The employer would communicate that accommodations apply globally across the organization; they are not specific to one person. The person’s identity would not be revealed in the process of making changes in the workplace.


  • 17% of trans Ontarians declined a job offer due to the lack of a “trans-positive work environment”
  • 28% said they could not get employment references with their current name or pronoun
  • 58% said they could not get academic transcripts with their correct name or sex designation


2021 – The Census will have a third non-binary gender option: “persons whose current gender was not reported exclusively as male or female, persons who were reported as being unsure of their gender, persons who were reported as both male and female, or neither.”

Winter 2018 – The Trans I.D. Clinic offers trans-youth (16-29) legal assistance with I.D. applications, name changes and gender-marker changes.

Dec 2017 – Ines Rau became the first transgender playmate featured in Playboy.
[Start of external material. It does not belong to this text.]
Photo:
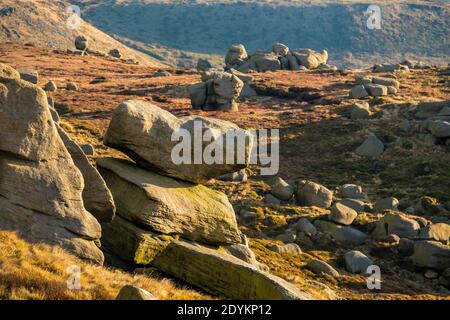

Nov 2017 – Julie Lemieux became the first transgender mayor elected in Canada, in Très-Saint-Rédempteur, Quebec.

Nov 2017 – Canada’s first Trans Workforce Job Fair occurred in Toronto, hosting 15 employers and 200 workers.

Aug 2017 – Canadians were given the option to choose X on their passports which means unspecified, instead of M or F.

Sep 2016 – Hockey Canada added transgender inclusive policies to amateur hockey, including that players will have access to a dressing room that corresponds with their gender identity.

2016 – Canada’s first non-profit gym for the LGBTQIA2S+ communities opened in Edmonton, to create a safer space for fitness, education and advocacy.